An autonomous sea water pollution monitoring device for natural and man-made pollutants steaming ahead for implementation
The MariaBox project, entitled “Marine environmental in situ Assessment and monitoring toolbox”, funded by the European Commission, is developing an autonomous, analytical device based on novel biosensors to monitor chemical and biological pollutants in seawater.
The device is suitable for installation on free-floating devices, buoys, ships, or to be used as a portable instrument. The main, high-level user requirements for the system are for the device to be highly sensitive, portable and capable of repeating measurements over a long time, allowing permanent deployment at sea. The project includes 13 partners: Universities, companies and public institutions from 6 European countries: Cyprus, Italy, Spain, Ireland, UK and Norway.

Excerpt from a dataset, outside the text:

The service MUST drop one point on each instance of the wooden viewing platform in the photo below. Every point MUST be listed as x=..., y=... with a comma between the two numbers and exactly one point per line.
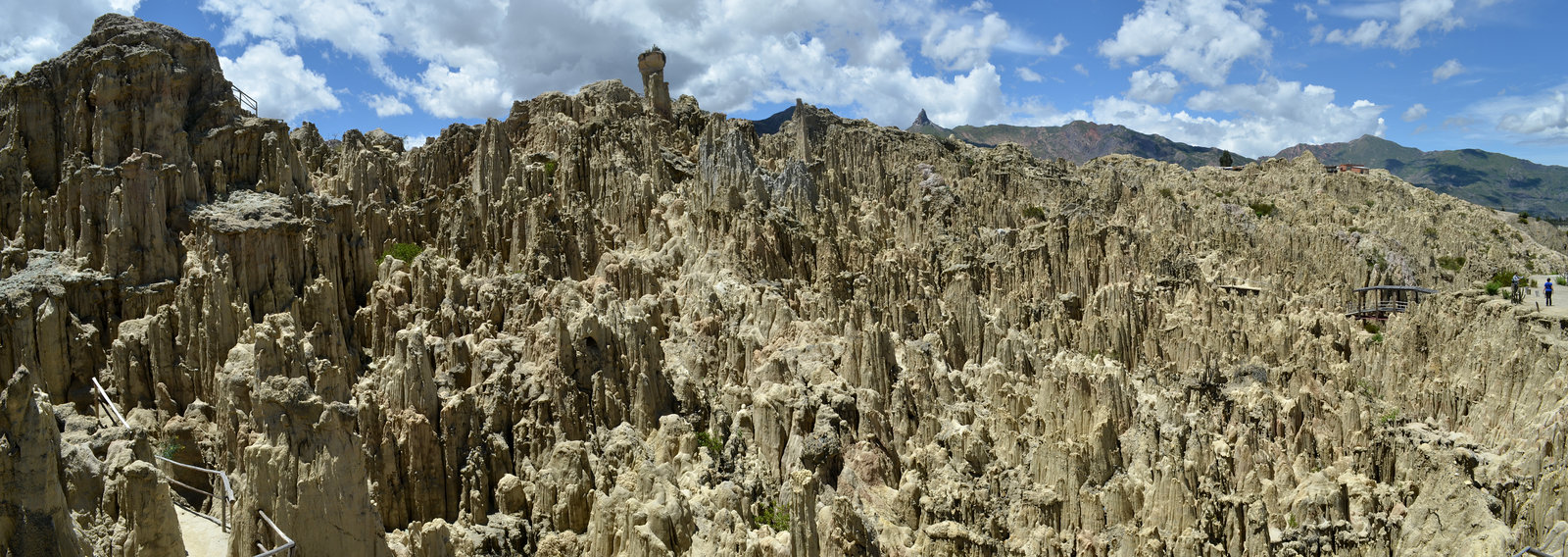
x=201, y=532
x=1385, y=298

The project has now reached the 18th month of developments and has passed from the inception and design phase to the prototyping and experimentation of new technologies for its analytical core, which is based on novel biosensors.

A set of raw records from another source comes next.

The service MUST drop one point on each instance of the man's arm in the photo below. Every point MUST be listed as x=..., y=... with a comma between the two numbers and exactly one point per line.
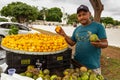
x=69, y=40
x=102, y=43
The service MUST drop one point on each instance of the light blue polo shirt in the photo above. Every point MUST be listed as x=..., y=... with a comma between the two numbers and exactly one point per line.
x=85, y=52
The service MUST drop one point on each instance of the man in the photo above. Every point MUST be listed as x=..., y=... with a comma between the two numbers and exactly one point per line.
x=87, y=52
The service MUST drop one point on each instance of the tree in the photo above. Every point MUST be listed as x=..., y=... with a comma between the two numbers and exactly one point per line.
x=107, y=20
x=98, y=8
x=54, y=14
x=21, y=11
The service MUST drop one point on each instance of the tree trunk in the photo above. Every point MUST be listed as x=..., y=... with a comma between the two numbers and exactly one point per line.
x=98, y=8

The project will benefit the EU consumers and the, so called, “blue economy” since it will allow to check water quality for pollutants that enter the food chain. Those will be early detected, at the level of fish and shell farms, in order to be able to apply adequate counter measures, leading to direct economic benefit and healthier food for all. MariaBox is targeting a six-month autonomous operation, without the need of servicing or other human intervention, in order to achieve low cost environmental monitoring of human activities, such as illegal discharges in sea water or other widespread pollutants use such as pesticides, supporting the EU efforts for cleaner oceans and a greener Europe.
The project will demonstrate its capacities with long term monitoring campaigns in Cyprus, Spain, Ireland and Norway.